The issue of coinage is a bit more involved than just not being equal to the face value. However, that's linked to the monetary system, and in a system where the money is linked to the currency in a strong way, then things are different. But, that's getting off-track.
Current coinage in circulation is basically worthless. It has a face value, but the value of the metals is virtually nothing. Even pennies aren't made of copper anymore because copper is too expensive (?).
However, mints create coinage that has value far above the face value. Take a $50 coin made of platinum that trades at around $1,700 or so.
Probably, or at least IMHO, the best valued coin out there is the 1 oz 9999 fine silver $5 Canadian Maple Leaf. It has the highest face value of any coin in its class, and currently trades at about $37, or $34.50 spot + margin. It's also 4x9's pure instead of 3x9's pure.
Other common coinage before about 1965 was 90% silver (or so), and $1,000 face value trades at around $25,000 (715 oz about). Take $1,000 of any current coin in circulation, and you have no hope of getting even face value for its metal. Zinc is trading at around $0.91 per pound or so, which is what is in a lot of coins. Nickels aren't even nickel anymore, which isn't surprising as it trades at over $8 per pound. Copper is almost $4.
There is a fundamental disconnect between currency and metal now, but that is entirely due to the current fiat monetary system, and private central banks that manipulate interest rates and currencies, but not a necessary disconnect - you can well imagine a system where currency is tied to a commodity.

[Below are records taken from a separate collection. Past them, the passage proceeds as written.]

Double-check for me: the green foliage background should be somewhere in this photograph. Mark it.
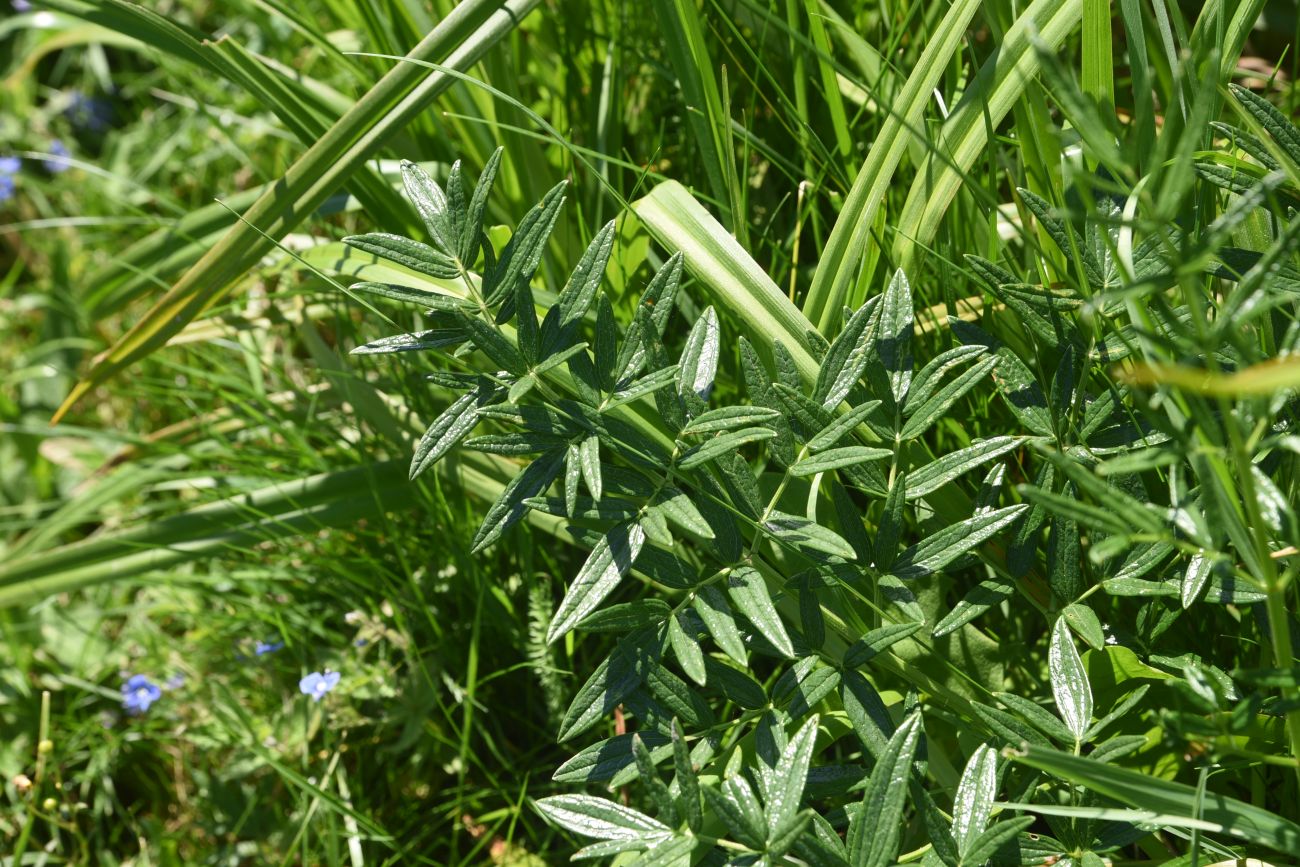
[0,0,1300,864]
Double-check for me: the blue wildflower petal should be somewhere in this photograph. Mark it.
[42,139,73,174]
[122,675,163,714]
[298,671,339,702]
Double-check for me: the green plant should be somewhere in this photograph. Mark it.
[345,120,1300,864]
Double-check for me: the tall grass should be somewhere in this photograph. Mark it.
[0,0,1300,864]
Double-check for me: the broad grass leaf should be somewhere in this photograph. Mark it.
[848,714,923,867]
[727,565,794,656]
[1008,745,1300,854]
[953,744,997,863]
[546,524,645,643]
[537,794,672,841]
[1048,617,1092,742]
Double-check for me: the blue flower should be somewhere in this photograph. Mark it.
[298,669,341,702]
[122,675,163,714]
[43,139,73,174]
[252,641,285,656]
[0,156,22,201]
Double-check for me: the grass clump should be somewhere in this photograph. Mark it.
[0,0,1300,866]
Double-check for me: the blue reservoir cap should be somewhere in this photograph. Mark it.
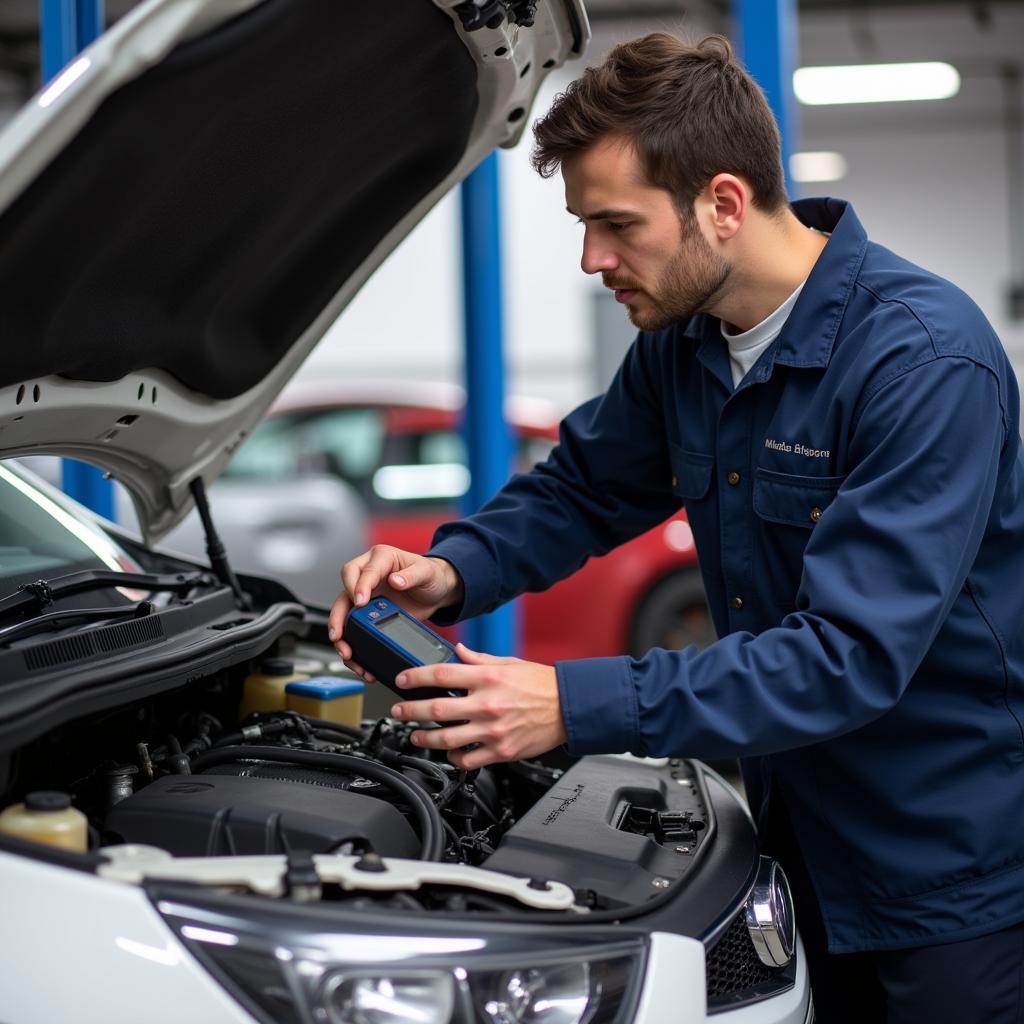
[285,676,367,700]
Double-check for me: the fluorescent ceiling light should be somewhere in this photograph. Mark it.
[790,151,846,181]
[793,60,959,106]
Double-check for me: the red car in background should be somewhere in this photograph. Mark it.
[224,382,714,664]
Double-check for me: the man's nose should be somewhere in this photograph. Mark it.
[580,238,618,273]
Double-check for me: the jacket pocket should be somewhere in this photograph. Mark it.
[669,441,715,502]
[754,469,845,611]
[754,469,846,529]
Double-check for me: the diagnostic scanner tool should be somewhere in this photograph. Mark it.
[341,597,466,700]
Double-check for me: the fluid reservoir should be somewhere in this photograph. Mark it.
[239,657,309,718]
[286,673,366,728]
[0,790,89,853]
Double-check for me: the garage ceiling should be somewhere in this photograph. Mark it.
[0,0,1024,113]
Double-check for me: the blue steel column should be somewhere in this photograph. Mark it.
[39,0,114,519]
[734,0,799,199]
[462,153,518,655]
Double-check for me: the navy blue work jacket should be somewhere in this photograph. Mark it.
[431,200,1024,952]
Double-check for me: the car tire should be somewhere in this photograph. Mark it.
[630,569,716,657]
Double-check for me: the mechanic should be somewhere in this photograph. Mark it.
[330,34,1024,1024]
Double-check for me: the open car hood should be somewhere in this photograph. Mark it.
[0,0,589,542]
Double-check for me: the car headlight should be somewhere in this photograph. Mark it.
[158,900,645,1024]
[745,856,797,968]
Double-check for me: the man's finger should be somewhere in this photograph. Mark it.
[410,724,479,751]
[394,662,480,690]
[391,697,471,724]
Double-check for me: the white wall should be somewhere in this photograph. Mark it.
[304,3,1024,409]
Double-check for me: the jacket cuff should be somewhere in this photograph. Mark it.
[555,657,643,756]
[426,536,498,626]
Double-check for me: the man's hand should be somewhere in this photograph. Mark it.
[327,544,463,682]
[391,644,565,769]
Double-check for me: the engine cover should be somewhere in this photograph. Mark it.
[105,766,420,857]
[482,757,710,906]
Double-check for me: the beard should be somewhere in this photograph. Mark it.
[604,218,732,331]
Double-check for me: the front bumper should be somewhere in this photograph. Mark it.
[0,854,811,1024]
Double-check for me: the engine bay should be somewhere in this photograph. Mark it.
[4,649,710,913]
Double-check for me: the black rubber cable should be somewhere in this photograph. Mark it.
[191,746,444,860]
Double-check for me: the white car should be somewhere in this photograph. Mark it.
[0,0,812,1024]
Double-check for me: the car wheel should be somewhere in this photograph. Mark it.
[630,569,716,657]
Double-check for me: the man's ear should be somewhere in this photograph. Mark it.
[697,173,751,242]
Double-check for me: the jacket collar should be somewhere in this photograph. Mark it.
[684,199,867,380]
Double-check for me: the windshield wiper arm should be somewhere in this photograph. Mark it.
[0,569,220,616]
[0,601,154,645]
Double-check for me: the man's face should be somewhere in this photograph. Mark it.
[562,138,731,331]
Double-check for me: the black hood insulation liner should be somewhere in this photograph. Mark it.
[0,0,477,399]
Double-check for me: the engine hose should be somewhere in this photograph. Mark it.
[191,746,444,860]
[292,712,364,739]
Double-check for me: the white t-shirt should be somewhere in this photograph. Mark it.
[722,280,807,387]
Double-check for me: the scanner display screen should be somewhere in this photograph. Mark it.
[376,615,452,665]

The metal itself is far from symbolic. The metal in common coinage is basically worthless, but plain old "metal" (not the Judas Priest variety) still has very real applications that make it valuable. e.g. Silver in semiconductors or solar panels, etc.
Paper currency (or plastic as in Vietnam or Australia) is fundamentally worthless. Toilet paper is intrinsically more valuable because it has a real use beyond burning. Take US Confederate currency now - it has no value at all except to collectors.
But, I suppose that's still about the same for Bitcoins - how can 1's and 0's on a screen have an intrinsic value? You can't "use" the 1's and 0's. That stands in stark contrast to something like a 1 oz silver coin that you can actually use the material from, and make something with it. Same for old pennies that were made of copper - you can use the copper from them to do lots of things - they have an *intrinsic* value on their own, and even entirely outside of any monetary system, they have real uses. Bitcoins only have use inside of the system - in the exact same way as US, Canadian, British, Australian, and other currencies are only valuable inside of the monetary system -- otherwise, they're worth less than toilet paper. Literally.